We have characterized the T lymphocyte population of the human neonate in respect of the expression of phenotypic profiles for naive, memory and differentiated populations. We have examined the response of the neonate T cell to the superantigen Staphylococcus enterotoxin B (SEB) and compared the response to T cells from healthy adults. We found that the primary response to SEB is equivalent in neonates and adults but that the secondary response demonstrates hyporesponsiveness in the neonate that is more profound than in adults. This response was associated with increased expression of CD25; the alpha chain of the IL-2 receptor, equivalent to that seen in responding cells from adults. A modest increased expression of CD122 and CD132, the beta and gamma chains of the IL-2 receptor, was also observed. There was no increase in the IL-4 receptor (CD124). The hyporesponsive neonate T cells proliferated in response to exogenous IL-2 but the response was less than none SEB treated cells. The neonate cells did not respond to IL-4. We also examined the expression of MHC class II molecules on SEB stimulated cells and found that both neonate and adult T cells upregulate MHC class II to a similar degree. The difference in the hyporesponsive cells appears to result in part from a lower production of IL-2 and in part from a lower ability of cord cells to respond to IL-2. Since the stimulated cord cells expressed IL-2 receptor at the same levels as similarly treated adult cells; there may be differences in down stream signaling pathways.

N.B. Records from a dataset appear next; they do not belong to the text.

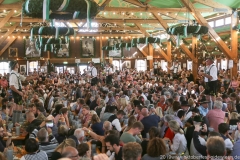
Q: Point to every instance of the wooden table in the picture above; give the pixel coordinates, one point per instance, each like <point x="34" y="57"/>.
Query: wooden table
<point x="19" y="152"/>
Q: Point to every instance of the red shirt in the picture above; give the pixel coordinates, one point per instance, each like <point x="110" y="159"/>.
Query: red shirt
<point x="169" y="134"/>
<point x="162" y="105"/>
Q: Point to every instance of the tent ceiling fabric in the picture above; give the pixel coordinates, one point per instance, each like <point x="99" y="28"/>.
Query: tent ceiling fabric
<point x="124" y="18"/>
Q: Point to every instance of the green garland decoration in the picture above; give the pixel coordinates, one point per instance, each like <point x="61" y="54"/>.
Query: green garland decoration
<point x="73" y="9"/>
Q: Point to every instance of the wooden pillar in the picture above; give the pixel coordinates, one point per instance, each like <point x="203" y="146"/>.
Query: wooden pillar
<point x="101" y="51"/>
<point x="169" y="54"/>
<point x="150" y="50"/>
<point x="234" y="43"/>
<point x="194" y="61"/>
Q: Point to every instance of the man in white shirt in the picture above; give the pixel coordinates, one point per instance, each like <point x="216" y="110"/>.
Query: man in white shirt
<point x="92" y="73"/>
<point x="210" y="77"/>
<point x="176" y="68"/>
<point x="155" y="66"/>
<point x="15" y="81"/>
<point x="109" y="72"/>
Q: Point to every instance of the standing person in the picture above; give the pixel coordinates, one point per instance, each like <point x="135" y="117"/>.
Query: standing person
<point x="15" y="81"/>
<point x="176" y="68"/>
<point x="155" y="67"/>
<point x="210" y="76"/>
<point x="92" y="73"/>
<point x="109" y="72"/>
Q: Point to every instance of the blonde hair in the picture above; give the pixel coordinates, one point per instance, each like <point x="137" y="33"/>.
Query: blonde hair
<point x="158" y="112"/>
<point x="190" y="101"/>
<point x="175" y="127"/>
<point x="67" y="142"/>
<point x="234" y="115"/>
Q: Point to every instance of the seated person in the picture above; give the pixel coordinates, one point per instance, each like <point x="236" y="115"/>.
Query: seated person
<point x="33" y="152"/>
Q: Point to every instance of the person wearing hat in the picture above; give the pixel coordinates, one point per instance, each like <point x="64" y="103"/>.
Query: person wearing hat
<point x="176" y="68"/>
<point x="187" y="108"/>
<point x="15" y="81"/>
<point x="108" y="70"/>
<point x="210" y="76"/>
<point x="92" y="73"/>
<point x="216" y="116"/>
<point x="203" y="108"/>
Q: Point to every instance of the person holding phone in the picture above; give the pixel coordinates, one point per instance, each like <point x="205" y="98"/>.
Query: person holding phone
<point x="15" y="81"/>
<point x="216" y="115"/>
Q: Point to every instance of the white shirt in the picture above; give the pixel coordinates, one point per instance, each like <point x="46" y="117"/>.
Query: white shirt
<point x="213" y="72"/>
<point x="16" y="78"/>
<point x="108" y="71"/>
<point x="117" y="124"/>
<point x="179" y="145"/>
<point x="176" y="68"/>
<point x="92" y="71"/>
<point x="155" y="65"/>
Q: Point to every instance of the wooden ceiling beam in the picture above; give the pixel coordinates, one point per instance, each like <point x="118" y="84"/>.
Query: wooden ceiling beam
<point x="144" y="32"/>
<point x="102" y="20"/>
<point x="200" y="19"/>
<point x="143" y="8"/>
<point x="165" y="26"/>
<point x="10" y="31"/>
<point x="5" y="19"/>
<point x="98" y="28"/>
<point x="135" y="2"/>
<point x="214" y="4"/>
<point x="142" y="51"/>
<point x="9" y="43"/>
<point x="153" y="9"/>
<point x="105" y="3"/>
<point x="94" y="34"/>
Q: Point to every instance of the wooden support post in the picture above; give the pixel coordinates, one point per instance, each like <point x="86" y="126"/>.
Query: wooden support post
<point x="10" y="31"/>
<point x="101" y="51"/>
<point x="5" y="19"/>
<point x="194" y="63"/>
<point x="10" y="41"/>
<point x="150" y="51"/>
<point x="169" y="53"/>
<point x="234" y="43"/>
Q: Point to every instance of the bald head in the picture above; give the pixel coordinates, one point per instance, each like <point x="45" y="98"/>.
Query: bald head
<point x="70" y="152"/>
<point x="144" y="112"/>
<point x="107" y="126"/>
<point x="30" y="116"/>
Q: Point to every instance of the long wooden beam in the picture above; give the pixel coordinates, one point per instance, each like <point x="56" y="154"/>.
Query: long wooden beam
<point x="135" y="2"/>
<point x="10" y="31"/>
<point x="123" y="9"/>
<point x="103" y="20"/>
<point x="165" y="26"/>
<point x="153" y="9"/>
<point x="95" y="34"/>
<point x="200" y="19"/>
<point x="142" y="51"/>
<point x="144" y="32"/>
<point x="10" y="41"/>
<point x="5" y="19"/>
<point x="234" y="42"/>
<point x="214" y="4"/>
<point x="98" y="28"/>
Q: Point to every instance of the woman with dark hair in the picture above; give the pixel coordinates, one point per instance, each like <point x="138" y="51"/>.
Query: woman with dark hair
<point x="235" y="99"/>
<point x="33" y="152"/>
<point x="153" y="132"/>
<point x="156" y="149"/>
<point x="84" y="151"/>
<point x="97" y="125"/>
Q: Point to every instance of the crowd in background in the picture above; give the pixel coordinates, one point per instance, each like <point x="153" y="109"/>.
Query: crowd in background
<point x="134" y="115"/>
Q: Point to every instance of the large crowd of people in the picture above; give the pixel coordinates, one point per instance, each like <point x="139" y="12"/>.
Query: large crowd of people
<point x="105" y="113"/>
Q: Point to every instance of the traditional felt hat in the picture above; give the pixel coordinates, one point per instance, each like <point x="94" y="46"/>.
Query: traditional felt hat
<point x="197" y="118"/>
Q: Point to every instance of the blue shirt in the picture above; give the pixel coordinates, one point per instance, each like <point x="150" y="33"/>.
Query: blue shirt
<point x="203" y="111"/>
<point x="148" y="122"/>
<point x="236" y="149"/>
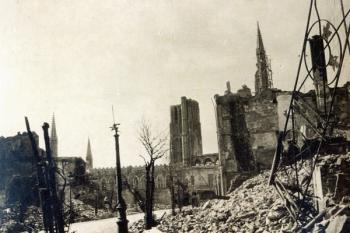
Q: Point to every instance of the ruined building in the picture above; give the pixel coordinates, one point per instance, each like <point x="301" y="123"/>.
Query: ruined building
<point x="197" y="172"/>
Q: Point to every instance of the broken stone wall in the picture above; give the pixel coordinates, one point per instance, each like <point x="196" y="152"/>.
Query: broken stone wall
<point x="263" y="125"/>
<point x="235" y="151"/>
<point x="18" y="169"/>
<point x="175" y="134"/>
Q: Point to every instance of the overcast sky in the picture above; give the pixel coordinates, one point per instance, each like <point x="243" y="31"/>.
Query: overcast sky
<point x="78" y="58"/>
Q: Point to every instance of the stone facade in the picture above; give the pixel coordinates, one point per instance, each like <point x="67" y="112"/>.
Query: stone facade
<point x="185" y="132"/>
<point x="196" y="171"/>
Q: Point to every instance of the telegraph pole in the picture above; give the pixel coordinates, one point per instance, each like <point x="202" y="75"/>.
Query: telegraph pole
<point x="122" y="222"/>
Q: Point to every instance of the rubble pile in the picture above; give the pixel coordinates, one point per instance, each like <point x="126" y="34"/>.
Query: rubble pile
<point x="137" y="227"/>
<point x="253" y="207"/>
<point x="10" y="220"/>
<point x="83" y="212"/>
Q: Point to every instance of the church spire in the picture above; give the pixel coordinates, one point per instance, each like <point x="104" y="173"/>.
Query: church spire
<point x="263" y="79"/>
<point x="53" y="138"/>
<point x="89" y="161"/>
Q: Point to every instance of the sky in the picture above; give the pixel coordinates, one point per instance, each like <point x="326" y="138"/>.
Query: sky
<point x="77" y="58"/>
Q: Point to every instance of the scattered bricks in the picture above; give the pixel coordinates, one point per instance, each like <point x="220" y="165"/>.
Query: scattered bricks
<point x="339" y="224"/>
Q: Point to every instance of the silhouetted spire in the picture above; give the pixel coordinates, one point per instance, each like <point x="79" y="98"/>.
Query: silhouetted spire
<point x="53" y="138"/>
<point x="263" y="79"/>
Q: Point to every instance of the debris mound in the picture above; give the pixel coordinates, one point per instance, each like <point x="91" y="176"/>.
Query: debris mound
<point x="252" y="207"/>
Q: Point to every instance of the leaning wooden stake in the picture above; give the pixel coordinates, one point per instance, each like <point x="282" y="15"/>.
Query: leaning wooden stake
<point x="45" y="201"/>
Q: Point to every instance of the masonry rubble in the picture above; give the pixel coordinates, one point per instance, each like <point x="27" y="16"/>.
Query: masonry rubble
<point x="255" y="207"/>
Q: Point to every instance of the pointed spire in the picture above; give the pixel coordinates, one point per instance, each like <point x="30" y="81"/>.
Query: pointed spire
<point x="89" y="161"/>
<point x="260" y="44"/>
<point x="53" y="137"/>
<point x="263" y="79"/>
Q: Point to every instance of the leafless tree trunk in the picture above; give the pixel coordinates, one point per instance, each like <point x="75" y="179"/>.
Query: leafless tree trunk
<point x="156" y="148"/>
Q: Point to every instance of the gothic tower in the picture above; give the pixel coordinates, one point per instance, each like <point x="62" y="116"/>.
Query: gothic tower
<point x="89" y="161"/>
<point x="53" y="138"/>
<point x="185" y="132"/>
<point x="263" y="75"/>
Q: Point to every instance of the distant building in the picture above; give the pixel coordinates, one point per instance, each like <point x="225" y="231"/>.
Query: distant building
<point x="196" y="171"/>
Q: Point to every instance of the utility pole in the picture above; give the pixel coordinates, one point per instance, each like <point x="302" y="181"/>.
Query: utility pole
<point x="57" y="206"/>
<point x="122" y="222"/>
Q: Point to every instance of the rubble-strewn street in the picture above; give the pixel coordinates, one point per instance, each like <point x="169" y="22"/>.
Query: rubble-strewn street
<point x="253" y="207"/>
<point x="175" y="116"/>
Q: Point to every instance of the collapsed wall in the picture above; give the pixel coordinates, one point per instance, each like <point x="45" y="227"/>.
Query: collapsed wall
<point x="17" y="170"/>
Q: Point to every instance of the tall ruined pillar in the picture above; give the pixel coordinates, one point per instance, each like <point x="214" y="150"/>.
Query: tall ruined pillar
<point x="186" y="157"/>
<point x="175" y="134"/>
<point x="320" y="73"/>
<point x="185" y="132"/>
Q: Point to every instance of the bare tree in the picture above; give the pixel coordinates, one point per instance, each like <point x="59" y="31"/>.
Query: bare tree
<point x="156" y="147"/>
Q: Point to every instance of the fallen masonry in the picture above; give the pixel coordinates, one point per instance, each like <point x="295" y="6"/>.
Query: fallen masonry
<point x="255" y="207"/>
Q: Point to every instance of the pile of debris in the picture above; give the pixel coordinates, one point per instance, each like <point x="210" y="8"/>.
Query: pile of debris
<point x="253" y="207"/>
<point x="12" y="221"/>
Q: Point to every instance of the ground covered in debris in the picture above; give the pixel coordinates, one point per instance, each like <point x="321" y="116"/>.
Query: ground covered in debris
<point x="253" y="207"/>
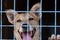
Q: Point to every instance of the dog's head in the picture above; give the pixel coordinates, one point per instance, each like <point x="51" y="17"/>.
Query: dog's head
<point x="25" y="23"/>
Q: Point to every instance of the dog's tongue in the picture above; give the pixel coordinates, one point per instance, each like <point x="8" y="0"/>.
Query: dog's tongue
<point x="26" y="36"/>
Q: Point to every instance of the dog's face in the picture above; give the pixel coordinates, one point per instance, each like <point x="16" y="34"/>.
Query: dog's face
<point x="26" y="24"/>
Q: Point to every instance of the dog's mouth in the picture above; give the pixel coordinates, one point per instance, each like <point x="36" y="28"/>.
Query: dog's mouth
<point x="27" y="35"/>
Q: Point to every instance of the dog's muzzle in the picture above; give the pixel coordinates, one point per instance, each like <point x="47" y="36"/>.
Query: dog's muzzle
<point x="27" y="33"/>
<point x="26" y="27"/>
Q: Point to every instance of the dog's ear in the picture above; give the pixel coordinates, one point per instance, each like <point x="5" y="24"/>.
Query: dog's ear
<point x="35" y="9"/>
<point x="10" y="15"/>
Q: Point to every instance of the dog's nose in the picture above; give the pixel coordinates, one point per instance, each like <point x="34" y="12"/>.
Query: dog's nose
<point x="25" y="24"/>
<point x="25" y="27"/>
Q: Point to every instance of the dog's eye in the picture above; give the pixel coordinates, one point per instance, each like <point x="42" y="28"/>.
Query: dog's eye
<point x="18" y="20"/>
<point x="30" y="19"/>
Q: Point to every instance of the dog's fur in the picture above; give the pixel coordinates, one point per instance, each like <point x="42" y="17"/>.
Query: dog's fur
<point x="31" y="18"/>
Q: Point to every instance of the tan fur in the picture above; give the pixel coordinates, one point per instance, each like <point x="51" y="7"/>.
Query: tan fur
<point x="24" y="17"/>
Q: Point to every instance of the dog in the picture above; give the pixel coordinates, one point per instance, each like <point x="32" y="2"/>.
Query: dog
<point x="54" y="37"/>
<point x="26" y="24"/>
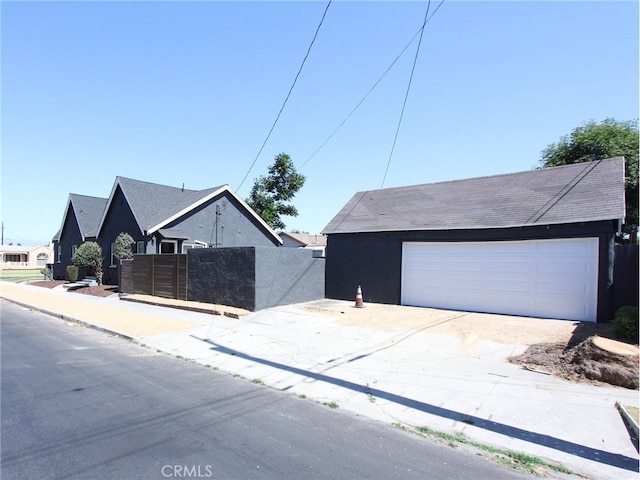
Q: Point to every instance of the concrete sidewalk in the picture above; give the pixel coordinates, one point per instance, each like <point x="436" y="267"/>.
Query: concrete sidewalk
<point x="417" y="367"/>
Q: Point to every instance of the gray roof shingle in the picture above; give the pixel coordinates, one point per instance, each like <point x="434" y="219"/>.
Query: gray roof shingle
<point x="581" y="192"/>
<point x="152" y="203"/>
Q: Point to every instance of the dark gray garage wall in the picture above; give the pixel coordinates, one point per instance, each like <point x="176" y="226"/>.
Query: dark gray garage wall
<point x="225" y="276"/>
<point x="287" y="275"/>
<point x="374" y="260"/>
<point x="254" y="278"/>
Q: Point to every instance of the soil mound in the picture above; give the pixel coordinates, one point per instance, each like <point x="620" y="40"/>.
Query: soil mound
<point x="592" y="361"/>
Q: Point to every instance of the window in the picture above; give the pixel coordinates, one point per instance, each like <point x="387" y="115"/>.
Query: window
<point x="169" y="246"/>
<point x="195" y="244"/>
<point x="42" y="259"/>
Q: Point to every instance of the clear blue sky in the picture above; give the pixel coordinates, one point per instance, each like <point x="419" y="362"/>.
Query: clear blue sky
<point x="186" y="92"/>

The development of antibody responses in the infant

The human infant is a major subject of immunization to prevent infectious disease. A better understanding of immune responses in human infants could lead to more effective immunization. Analysis of individual mechanisms is a prerequisite to understanding the whole response. We have examined the mutation and selection of immunoglobulin genes, mechanisms required for the maturation of antibody affinity. Mutations were rare in cord blood and were not detected in peripheral blood of infants under 10 days of age. Mutations were detected in most blood samples from infants aged 10 days to 2 months but the number of mutations was generally low compared with adults and there was limited evidence of selection. The ability to make and select mutated Ig increased over the 2-8 months period, but did not reach adult levels. Neonates differ from adults in the expression of several components of the immune system that may take part in affinity maturation, including cytokine receptors, antigen receptor and co-stimulator molecules. Thus, the mechanisms required to make high-affinity antibody develop gradually during the first year of life. Possible evolutionary reasons for this are discussed.